LDX Project Status

LDX Project Status

October 7, 2001


Work on the LDX floating coil continues at Ability Engineering Technology in South Holland, Illinois. Currently, the composite lead shields are under construction. The inner skins of the two torus halves have been completed and layout is underway of the "meat" (i.e. lead tiles) of the composite sandwich. All lead tiles have been cut and weighed. The cooling tubes have been laid out with all brazed transitions completed, and leak checked. Soldering of thermal interconnect strips between the lead and copper cooling tubes are now underway.

All subcomponents of the unique laminated supports have been received and are now being cleaned for final assembly. A test assembly was made to verify the height and functionality of the supports which contain over 250 pie-pan shaped washers.

A picture of the f-coil shield showing the cooling coils is shown below.


We have reached an agreement with SINTEZ for the completion of the c-coil. A realistic schedule has been approved which will lead to delivery of the c-coil to MIT in July, 2002. We have agreed to increase the cost by $100K, up to a total cost of $410K. The contract for the construction of the cryostat has been given to the Efremov Shop (EFO plant) which should facilitate the timely manufacture of this large item.

The winding machine has been installed in a "clean" building with a newly painted floor. Five bobbins of conductor have been delivered to SINTEZ from the Moscow cable Institute. The remaining 6 bobbins will be delivered later. The winding tools have been manufactured, inspected, assembled and installed at the winding machine. The tensioner was calibrated during a trial winding.

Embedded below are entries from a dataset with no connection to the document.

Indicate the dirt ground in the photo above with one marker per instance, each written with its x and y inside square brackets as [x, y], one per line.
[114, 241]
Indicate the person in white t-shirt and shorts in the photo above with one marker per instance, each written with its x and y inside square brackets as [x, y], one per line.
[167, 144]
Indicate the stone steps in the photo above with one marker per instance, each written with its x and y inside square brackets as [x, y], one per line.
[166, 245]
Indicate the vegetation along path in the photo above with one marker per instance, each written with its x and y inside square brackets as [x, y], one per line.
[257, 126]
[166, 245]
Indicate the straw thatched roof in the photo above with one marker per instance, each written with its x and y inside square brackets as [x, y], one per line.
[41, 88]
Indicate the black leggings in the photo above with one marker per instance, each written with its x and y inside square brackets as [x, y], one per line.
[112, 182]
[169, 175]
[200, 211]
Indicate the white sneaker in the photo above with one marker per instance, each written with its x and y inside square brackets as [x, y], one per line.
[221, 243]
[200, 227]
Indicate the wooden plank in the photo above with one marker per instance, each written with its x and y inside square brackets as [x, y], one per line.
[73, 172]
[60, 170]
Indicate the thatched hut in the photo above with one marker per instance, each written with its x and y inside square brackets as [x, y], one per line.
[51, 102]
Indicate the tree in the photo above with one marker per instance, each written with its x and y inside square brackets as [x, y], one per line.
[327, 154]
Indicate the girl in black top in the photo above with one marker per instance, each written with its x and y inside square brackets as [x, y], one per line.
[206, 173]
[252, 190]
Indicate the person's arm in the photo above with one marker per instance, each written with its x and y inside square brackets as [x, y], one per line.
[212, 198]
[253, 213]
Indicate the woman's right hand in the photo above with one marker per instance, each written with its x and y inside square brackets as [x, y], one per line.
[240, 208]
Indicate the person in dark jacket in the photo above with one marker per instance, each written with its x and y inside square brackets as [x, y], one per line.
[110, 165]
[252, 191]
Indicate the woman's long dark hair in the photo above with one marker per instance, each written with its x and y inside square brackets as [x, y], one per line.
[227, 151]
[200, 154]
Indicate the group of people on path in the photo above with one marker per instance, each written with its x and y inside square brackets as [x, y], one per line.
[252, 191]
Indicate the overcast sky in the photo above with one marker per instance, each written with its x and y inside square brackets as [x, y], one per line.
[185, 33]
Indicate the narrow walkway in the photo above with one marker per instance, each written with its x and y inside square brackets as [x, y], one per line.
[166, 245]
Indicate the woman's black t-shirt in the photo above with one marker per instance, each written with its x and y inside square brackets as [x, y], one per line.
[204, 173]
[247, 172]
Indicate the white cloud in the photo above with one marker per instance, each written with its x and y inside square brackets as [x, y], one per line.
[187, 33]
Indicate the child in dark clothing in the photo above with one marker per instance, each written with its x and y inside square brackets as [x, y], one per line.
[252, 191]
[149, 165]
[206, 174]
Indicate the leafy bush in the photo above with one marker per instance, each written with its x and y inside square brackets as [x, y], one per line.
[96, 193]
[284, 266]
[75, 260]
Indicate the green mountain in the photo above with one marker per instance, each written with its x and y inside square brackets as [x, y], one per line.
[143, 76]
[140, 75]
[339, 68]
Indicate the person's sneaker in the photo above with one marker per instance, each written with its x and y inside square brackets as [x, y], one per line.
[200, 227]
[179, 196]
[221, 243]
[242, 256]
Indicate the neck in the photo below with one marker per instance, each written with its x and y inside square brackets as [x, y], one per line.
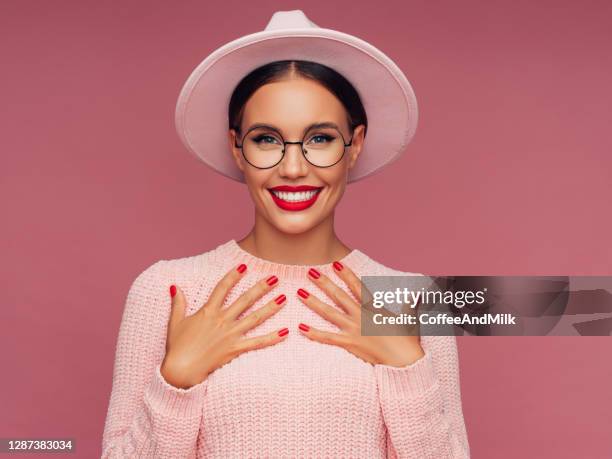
[316, 246]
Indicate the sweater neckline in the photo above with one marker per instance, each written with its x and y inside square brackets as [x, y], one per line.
[236, 254]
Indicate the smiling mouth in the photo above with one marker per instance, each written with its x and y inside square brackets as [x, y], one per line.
[295, 198]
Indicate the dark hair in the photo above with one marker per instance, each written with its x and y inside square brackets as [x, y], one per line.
[278, 70]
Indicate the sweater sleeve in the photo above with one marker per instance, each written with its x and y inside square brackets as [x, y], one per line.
[421, 404]
[148, 417]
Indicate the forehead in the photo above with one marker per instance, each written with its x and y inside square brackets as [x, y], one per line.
[291, 105]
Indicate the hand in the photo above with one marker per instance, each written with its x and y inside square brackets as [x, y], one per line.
[211, 337]
[396, 351]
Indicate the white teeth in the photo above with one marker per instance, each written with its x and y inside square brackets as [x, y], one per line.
[295, 196]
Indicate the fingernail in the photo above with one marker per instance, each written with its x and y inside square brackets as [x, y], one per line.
[279, 299]
[272, 280]
[283, 332]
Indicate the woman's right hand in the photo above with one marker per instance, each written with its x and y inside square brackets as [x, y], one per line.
[211, 337]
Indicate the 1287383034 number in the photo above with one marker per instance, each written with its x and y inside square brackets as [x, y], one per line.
[39, 445]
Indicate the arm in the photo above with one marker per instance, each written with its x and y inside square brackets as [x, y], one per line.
[147, 417]
[421, 403]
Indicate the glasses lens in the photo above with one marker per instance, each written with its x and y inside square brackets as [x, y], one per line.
[323, 147]
[262, 147]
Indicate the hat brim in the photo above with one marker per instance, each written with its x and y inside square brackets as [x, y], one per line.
[388, 98]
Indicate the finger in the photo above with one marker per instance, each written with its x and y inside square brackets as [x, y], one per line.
[353, 282]
[178, 306]
[223, 287]
[258, 342]
[262, 314]
[248, 298]
[337, 339]
[335, 293]
[326, 311]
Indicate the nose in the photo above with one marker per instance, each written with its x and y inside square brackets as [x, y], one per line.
[294, 164]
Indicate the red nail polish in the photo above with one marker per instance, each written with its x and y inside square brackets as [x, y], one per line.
[279, 299]
[272, 280]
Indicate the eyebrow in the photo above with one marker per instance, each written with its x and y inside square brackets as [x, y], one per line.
[323, 124]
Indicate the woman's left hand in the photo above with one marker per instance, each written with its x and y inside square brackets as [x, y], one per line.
[398, 351]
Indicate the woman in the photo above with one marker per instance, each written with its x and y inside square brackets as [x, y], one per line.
[214, 368]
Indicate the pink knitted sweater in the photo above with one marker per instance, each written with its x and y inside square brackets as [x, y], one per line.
[297, 398]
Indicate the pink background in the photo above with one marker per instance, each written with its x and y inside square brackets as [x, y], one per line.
[509, 173]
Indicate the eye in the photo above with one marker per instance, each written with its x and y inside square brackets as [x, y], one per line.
[320, 138]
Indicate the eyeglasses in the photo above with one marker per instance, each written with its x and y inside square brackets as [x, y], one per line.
[264, 147]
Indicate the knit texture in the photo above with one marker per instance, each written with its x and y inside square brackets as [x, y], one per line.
[297, 398]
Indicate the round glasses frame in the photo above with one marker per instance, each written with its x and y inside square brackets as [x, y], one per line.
[285, 142]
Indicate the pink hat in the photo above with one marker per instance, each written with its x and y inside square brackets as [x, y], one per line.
[386, 94]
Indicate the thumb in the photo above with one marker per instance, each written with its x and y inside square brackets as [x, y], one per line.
[177, 311]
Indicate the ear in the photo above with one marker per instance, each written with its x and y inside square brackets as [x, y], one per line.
[356, 144]
[236, 152]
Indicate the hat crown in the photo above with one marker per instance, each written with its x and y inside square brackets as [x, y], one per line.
[293, 19]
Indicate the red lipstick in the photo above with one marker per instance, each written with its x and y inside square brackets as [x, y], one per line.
[284, 202]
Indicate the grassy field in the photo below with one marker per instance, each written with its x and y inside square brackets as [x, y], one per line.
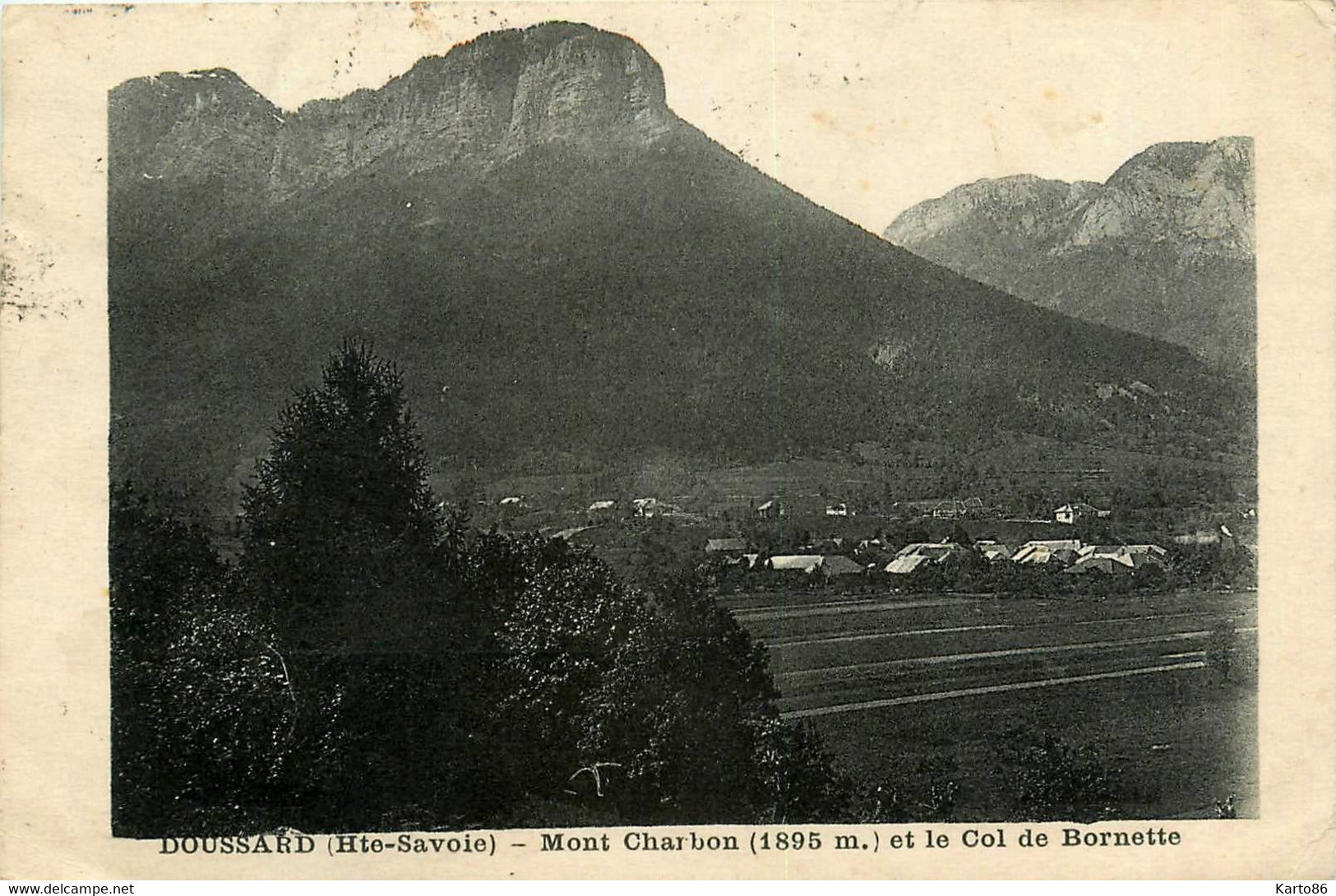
[897, 681]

The C-coil winding began on October 25 and 14 layers were finished by November 5. The winding rate is approximately 1.75 layers per day which extrapolates to an estimated completion date for the winding of December 4. The number of turns in a layer is observed to be between 172 and 176, depending on amount of space for the insulation of conductor. They are planning on making 50 layers (according to the ordered lengths of conductor, i.e. 8750 turns). An uninterrupted engineering quality control according to a protocol is being followed during the whole winding process.

The quench protection (QPS) and quench detection (QDS) systems are almost fully assembled in their boxes. The resistor for the QPS is being manufactured and will be ready in 1.5 month. The assembled QPS will be tested with an external resistor shortly. The final version of quench protection system document (including schematics) for the Final Design Document as well as the final version of the Interface Control Document have been received.

The cryostat manufacturing is in a technological preparation stage at the SINTEZ EFO Plant. The quantity of the main materials for the cryostat has been determined and the EFO plant is arranging to purchase them. Steel will be obtained outside of Russia (in Europe). A schedule will be made for each item and for each manufacturing tool.

A documentation for the VPI of the coil has been issued and agreed upon with the vendor plant where the VPI will be done. The necessary tools for VPI are under manufacturing.

Alex Zhukovsky will visit SINTEZ during the week of December 10. A picture of the coil as it is being wound is shown


A first set of preliminary design drawings for the L-coil were received from Everson Electric for our comments on Oct. 1. Several minor changes to the preliminary design were returned to Everson and updated drawing set is being prepared.

The major changes to the preliminary design include the substitution of a stainless steel winding mandrel with 8mm radial thickness for the proposed 1mm thick G-10 mandrel. A thicker winding mandrel is proposed to help protect against radial buckling of the inner turns of the winding due to stress accumulation during the winding of this 1300 turn coil. The thickness of the copper sheet that will be used for the pancake transition joint at the I.D. of the winding has been slightly increased to reduce the total resistance of this joint. The configuration of the cooling fins to conduction-cool the winding has been slightly modified to simplify manufacture and improve reliability of the thermal interconnection between the cooling fins on the top and bottom of the coil's support plate. The radial eddy current breaks in the copper cooling ring at the I.D. of the coil and in the copper cooling fins have been slightly offset from the first version to improve the mechanical connection between the winding and cryostat and to reduce the possibility that the support arms might unintentionally bridge the eddy current breaks in the cooling links. The use of impregnatible Nomex insulation as a substitute for the proposed Nomex/glass insulation scheme is under investigation, as is the final specification of the winding tension levels to use for different radial sections of the coil.


We are in the process of getting bids for the lifting fixture. A right-angle box is here at MIT, one of the drives is ready to ship, pending the correct paperwork, and the other is waiting on the construction of the spring assemblies--small but essential. The drive part of the launcher is nearing completion.

The power supply for the 10 GHz klystron has been delivered.